Mama Mia --- We are under attack! ... Help our admins!

At the moment there is maximum a hand full of new users per week.
I personally did not see any requests in the inbox since the setting changed.

@EricShulman - Did you get any requests?

But since such a step is a hurdle not all users will take, it is important to go back to normal as soon as possible.

2 Likes

I’m seeing 6, and I’m wondering why no one is approving them? (I’ve approved one, I think) Are we all waiting for each other?

My problem is that I have nothing to go on except an email address, which doesn’t tell you much. If a name incorporates profanity/incivility, I’m not going to approve it, but I won’t delete it either – someone else can make that call.

My feeling is that just delaying the users for awhile prevents spammers from the easy access they crave. I think this is known as “gray-washing” and apparently it’s very effective with email.

Other forums ask newcomers to write a brief paragraph about themselves That definitely makes it easier to weed out “fake” from “real” users. Of course spammers can use AI to generate something, but it takes time, and they need to create thousands of accounts.

So if anyone has tips on “how to decide on new users” please post.

I am under the weather at present, so take this with a grain of salt: I think there is a setting where sign-ups don’t need approval but the first post does. I wonder if that might be a more practical approach.

1 Like

That sounds like a great approach. With round-the-world and round-the-clock moderation, most users would not need to wait long.

Take care of yourself, there!

Using “first post review” instead of “sign-up approval” would be better, since it would be MUCH easier to recognize the posted content as spam than it is to decide if a username/email address seems suspicious.

-e

I think I’m going to delete the one from mailshan, which is a known temporary email service. Agree? Disagree? Probably do that 3 hours from now.

I’ve deleted (but NOT banned) all 6 pending new users. I think they ALL were spam IDs created around the same time. If any of them are real people, they can always re-join.

-e

As far as I can remember, we also had this approach at the GoogleGroup as I joined. Do you remember?
How many posts where needed there?

I did set it to n … and removed account creation approval. We will see.

I did see 1 account listed for approval. The username and email address was strange.

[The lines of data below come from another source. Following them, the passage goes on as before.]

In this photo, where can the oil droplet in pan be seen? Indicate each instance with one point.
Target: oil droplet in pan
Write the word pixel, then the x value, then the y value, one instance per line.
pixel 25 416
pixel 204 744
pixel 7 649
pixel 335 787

But the site where the email came from did exist. So I did approve the account.

But @Mark_S is right. Only username and e-mail are not really enough to decide. So deciding on the first 3 posts should make it easier.

The new “first post review” setting works GREAT!.. We just got a new user post that was marked for review. When I went to review it, I could immediately see that it was spam content and deleted/banned the new user.

-e

5 Likes

Me too,

It often only needs one in 10,000 to respond to have made it worthwhile. It is part of the asymetic issue that spaming raises. If it costs them nothing do disturb us with a million spams and get 100 responces, 10 of which gets a sale, they have sold more :frowning:

We could ask a question such as;

what is the nature of you first post in relation to this discussion forum?

and even also

What do you like about our software.

Note how we dont name tiddlywiki because that may be enough to inform an LLM/AI

This should make it quite easy to differentiate from SPAM. Because I dont think they care about tiddlywiki and are just targeting any discourse.

1 Like

I think requiring approval for just the first post should suffice.

We can not ask any questions, because that’s not part of the system settings.

IMO with the rise of AI bots, it would not make too much sense, since those answers would probably be good enough to pass automatic tests.